Google’s strategy of shipping first and negotiating with regulators later stands in stark contrast to Apple’s. When Apple announced its long-awaited Siri AI assistant last month, it made a big point of saying the feature would not launch in Europe because of the DMA.

As with Android, the Commission said Apple would need to give third-party assistants comparable access to key systems, features, and data to those of Siri AI. Apple argued that doing so “would be irresponsible” and create unacceptable privacy and security risks. The company said it asked the Commission for 18 months to build a compliant version and introduce the required interoperability on a “gradually rolling” basis. The Commission rejected that proposal.

Apple still has no public timeline for when, or even whether, it plans to bring Siri AI to the EU and did not respond to The Verge’s request for comment. Google, meanwhile, just secured the very grace period for Gemini that Apple wanted for Siri AI: time to comply with the DMA while its AI assistant stays on the market.

The contrast may partly reflect where each company’s AI assistant stood when the DMA began shaping product decisions.
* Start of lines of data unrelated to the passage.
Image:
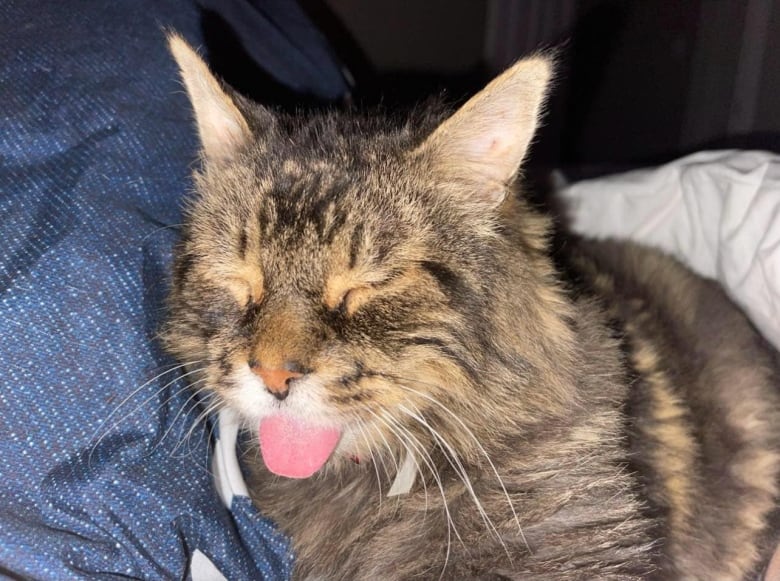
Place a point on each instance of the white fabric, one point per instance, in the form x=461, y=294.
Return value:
x=202, y=569
x=228, y=478
x=717, y=211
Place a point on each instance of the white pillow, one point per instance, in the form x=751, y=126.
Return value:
x=716, y=211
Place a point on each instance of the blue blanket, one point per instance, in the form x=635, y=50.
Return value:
x=105, y=457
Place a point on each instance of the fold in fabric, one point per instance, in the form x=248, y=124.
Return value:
x=716, y=211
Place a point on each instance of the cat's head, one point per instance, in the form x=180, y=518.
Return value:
x=339, y=274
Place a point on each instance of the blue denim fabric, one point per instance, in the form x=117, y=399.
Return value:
x=102, y=474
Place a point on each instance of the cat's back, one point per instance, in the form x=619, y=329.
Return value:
x=704, y=408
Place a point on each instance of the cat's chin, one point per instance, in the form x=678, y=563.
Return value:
x=294, y=448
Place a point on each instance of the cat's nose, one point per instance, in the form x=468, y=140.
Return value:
x=277, y=380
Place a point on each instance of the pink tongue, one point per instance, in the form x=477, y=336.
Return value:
x=294, y=449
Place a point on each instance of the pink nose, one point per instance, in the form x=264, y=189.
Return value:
x=277, y=381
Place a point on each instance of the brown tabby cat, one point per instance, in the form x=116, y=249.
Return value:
x=432, y=393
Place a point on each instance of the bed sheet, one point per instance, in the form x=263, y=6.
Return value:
x=716, y=211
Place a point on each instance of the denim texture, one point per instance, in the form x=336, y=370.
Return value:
x=102, y=474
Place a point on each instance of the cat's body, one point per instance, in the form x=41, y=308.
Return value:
x=603, y=414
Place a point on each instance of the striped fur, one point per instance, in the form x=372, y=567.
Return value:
x=602, y=414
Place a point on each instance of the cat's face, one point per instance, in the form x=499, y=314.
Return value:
x=334, y=278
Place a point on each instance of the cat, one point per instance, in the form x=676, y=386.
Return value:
x=434, y=390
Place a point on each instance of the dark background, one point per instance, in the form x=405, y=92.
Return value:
x=639, y=81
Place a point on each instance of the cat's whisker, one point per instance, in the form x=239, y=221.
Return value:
x=362, y=429
x=417, y=466
x=198, y=390
x=408, y=439
x=211, y=408
x=479, y=445
x=107, y=431
x=454, y=460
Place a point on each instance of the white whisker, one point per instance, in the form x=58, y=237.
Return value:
x=408, y=439
x=479, y=446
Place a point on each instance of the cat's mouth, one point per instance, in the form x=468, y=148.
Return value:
x=294, y=448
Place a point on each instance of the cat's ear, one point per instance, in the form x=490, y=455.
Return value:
x=221, y=126
x=486, y=140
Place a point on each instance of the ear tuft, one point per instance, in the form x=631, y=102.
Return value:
x=486, y=140
x=221, y=126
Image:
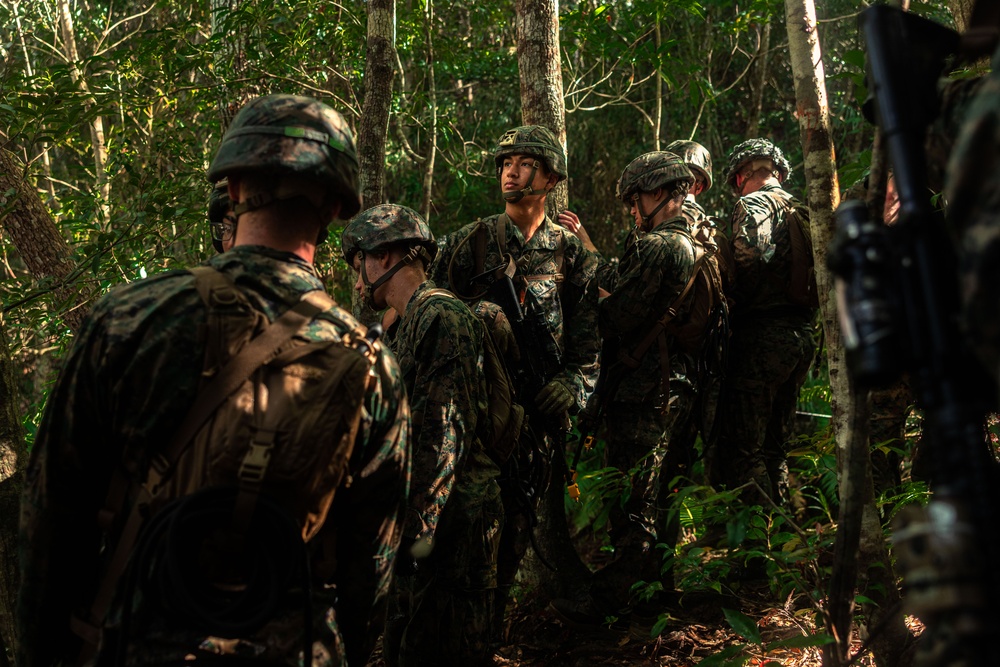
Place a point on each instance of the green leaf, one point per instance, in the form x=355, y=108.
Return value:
x=743, y=625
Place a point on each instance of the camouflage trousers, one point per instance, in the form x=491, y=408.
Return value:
x=769, y=359
x=639, y=445
x=443, y=614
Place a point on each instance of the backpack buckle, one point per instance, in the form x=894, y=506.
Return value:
x=254, y=464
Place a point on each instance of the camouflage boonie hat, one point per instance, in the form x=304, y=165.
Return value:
x=288, y=134
x=383, y=225
x=532, y=140
x=651, y=171
x=696, y=157
x=752, y=149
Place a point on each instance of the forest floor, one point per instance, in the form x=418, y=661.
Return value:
x=697, y=629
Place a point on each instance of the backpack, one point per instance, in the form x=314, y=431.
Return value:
x=247, y=479
x=801, y=288
x=702, y=333
x=501, y=433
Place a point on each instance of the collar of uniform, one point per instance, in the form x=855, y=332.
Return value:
x=678, y=222
x=546, y=237
x=283, y=260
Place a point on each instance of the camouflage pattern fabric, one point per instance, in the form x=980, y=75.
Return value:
x=641, y=418
x=129, y=381
x=569, y=309
x=651, y=275
x=289, y=134
x=762, y=251
x=753, y=149
x=770, y=350
x=454, y=494
x=570, y=313
x=973, y=198
x=769, y=358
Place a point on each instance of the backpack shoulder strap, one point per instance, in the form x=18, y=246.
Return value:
x=258, y=352
x=632, y=359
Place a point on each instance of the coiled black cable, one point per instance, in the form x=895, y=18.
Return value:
x=188, y=563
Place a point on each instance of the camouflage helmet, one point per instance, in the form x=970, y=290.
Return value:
x=753, y=149
x=288, y=134
x=384, y=225
x=696, y=157
x=532, y=140
x=651, y=171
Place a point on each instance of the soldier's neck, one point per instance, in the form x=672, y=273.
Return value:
x=402, y=286
x=527, y=214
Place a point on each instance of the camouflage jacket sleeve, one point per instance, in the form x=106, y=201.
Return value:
x=759, y=241
x=440, y=351
x=368, y=513
x=59, y=543
x=654, y=272
x=579, y=303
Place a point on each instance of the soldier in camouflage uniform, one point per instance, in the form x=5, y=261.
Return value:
x=221, y=220
x=441, y=605
x=555, y=280
x=772, y=345
x=131, y=379
x=655, y=394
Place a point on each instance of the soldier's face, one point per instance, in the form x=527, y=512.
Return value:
x=516, y=173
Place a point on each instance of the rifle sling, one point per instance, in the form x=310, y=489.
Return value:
x=259, y=351
x=632, y=359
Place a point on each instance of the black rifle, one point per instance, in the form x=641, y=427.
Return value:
x=900, y=314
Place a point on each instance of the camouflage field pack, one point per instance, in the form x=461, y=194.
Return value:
x=229, y=518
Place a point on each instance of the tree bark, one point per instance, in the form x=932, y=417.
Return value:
x=374, y=125
x=850, y=416
x=13, y=460
x=97, y=124
x=537, y=23
x=37, y=239
x=538, y=61
x=758, y=82
x=432, y=95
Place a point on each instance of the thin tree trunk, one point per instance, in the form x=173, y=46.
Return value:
x=374, y=124
x=538, y=60
x=658, y=122
x=37, y=239
x=432, y=94
x=856, y=528
x=758, y=82
x=13, y=460
x=97, y=124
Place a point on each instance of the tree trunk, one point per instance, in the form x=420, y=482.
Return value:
x=856, y=528
x=97, y=124
x=758, y=82
x=538, y=61
x=39, y=243
x=13, y=460
x=374, y=125
x=432, y=94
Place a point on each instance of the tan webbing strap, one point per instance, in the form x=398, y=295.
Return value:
x=632, y=359
x=255, y=354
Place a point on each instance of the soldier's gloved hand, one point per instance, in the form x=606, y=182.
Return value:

Gemini has been the central pillar of Google’s AI strategy for years and has been widely distributed across the company’s product ecosystem, giving Google a strong incentive to stay in the market and figure out compliance with any laws later. Apple, meanwhile, unveiled its new Siri AI very recently and chose to withhold it from the EU, despite having had years to anticipate the DMA’s requirements during the product’s design.

Apple also chose to turn Siri AI’s absence into a political weapon, evidently hoping the court of public opinion would find in its favor and pressure Brussels to relax interoperability requirements. It did so publicly and repeatedly, taking the unusual step of dedicating part of its WWDC 2026 keynote to explaining why Siri AI won’t be coming to Europe, publishing a pointed blog post titled “Due to DMA, Siri AI delayed in EU for iOS 27 and iPadOS 27,” and holding media briefings on the issue. It relayed news that China was missing out on Siri AI through a one-sentence footnote. All of this served to cast Brussels, not Apple’s product choices, as the reason for the delay.

It’s also possible that the split is less significant behind the scenes than it appears in public. Google and Apple both vehemently oppose the DMA’s interoperability demands, framing them as threats to privacy, security, and product integrity. The two companies have also worked together on integrating Gemini into Apple’s AI products, including Siri AI, making it plausible that they have remained in contact while exploring different ways to fight the same set of restrictions.

For now, though, the difference is stark. Google has a year to bring Android into compliance while continuing to expand Gemini. Brussels denied Apple this kind of runway, and who knows when Siri AI will reach the EU.